Abel's relationship with Patricia includes physical abuse, financial abuse, controlling behavior, and alcoholism. In most other areas of her life, Patricia's intelligence, confidence, and ability to stand up for herself have served her well. It has allowed her to build a family with Noah, set up a successful career, and raise an intelligent and confident son. Yet within her marriage, these qualities work against her. Abel feels emasculated by her refusal to be an obedient and traditional wife, especially after she embarrasses him in front of his extended family. She tries to support his talents and ambitions, but he does not want to see his wife recognized for being intelligent and competent. While Noah has benefited from his mother's talents and ambition, Abel refuses to let Patricia be a full partner to him.
Despite obviously being frustrated with Abel and aware of his flaws, Patricia resists leaving him for a long time. The reasons for this are complex. South African society tends to shrug off domestic violence or even condone a man's right to "discipline" his wife. Although Patricia immediately goes to the police the first time Abel hits her, they are not interested in helping her. This incident foreshadows how, later on, Abel will not receive jail time even after shooting her in the head. This incident confirms that Patricia is on her own when it comes to coping with her abusive relationship. Her mother's reaction is also unsupportive: Noah's grandmother points out that her own husband hit her and remarks that this is just what life is like for women. This reaction shows how intergenerational trauma can be passed down, mirroring how the suffering of apartheid can also be normalized and accepted.
Patricia's instinct that Abel will lash out if she leaves him proves correct.
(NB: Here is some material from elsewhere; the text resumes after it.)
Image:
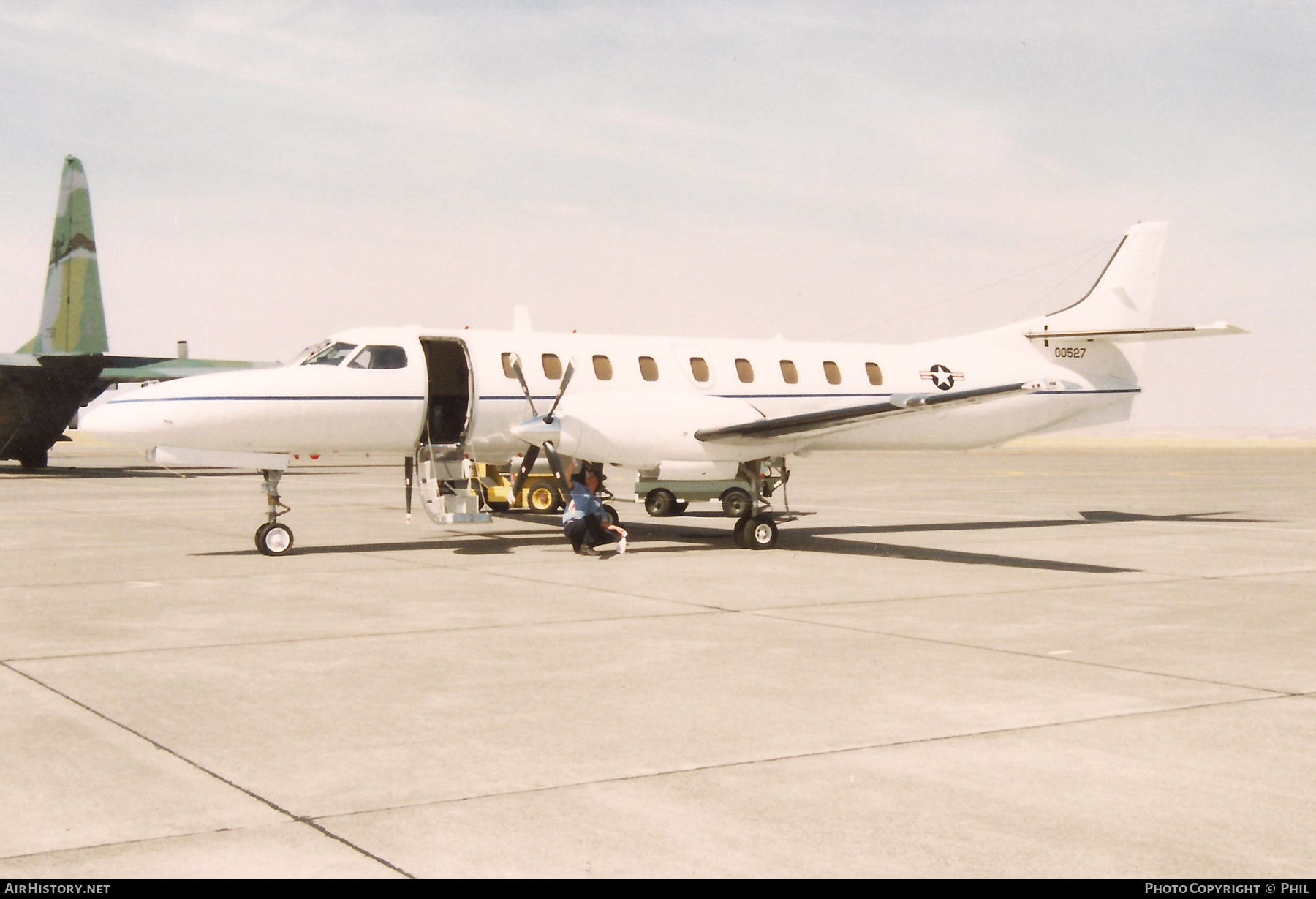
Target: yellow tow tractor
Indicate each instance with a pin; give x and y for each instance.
(539, 494)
She finally moves out and forms a new relationship but Abel tries to kill her, blaming her for ruining his life. While Noah has always loved his mother, the prospect of losing her clarifies just how much she means to him. He feels angry and helpless that he couldn't protect her, but he does what he can by paying her medical bills. Noah shows courageous honesty in admitting that he hesitates over the prospect of signing up for a lifetime of debt, but his love for his mother wins out. Patricia's luck—or, as she sees it, her faith—means that a very serious incident results in only minor injuries. Ending the memoir with a joking exchange between mother and son shows that no matter what dark incidents happen to them, they are each other partners in resilience and hope.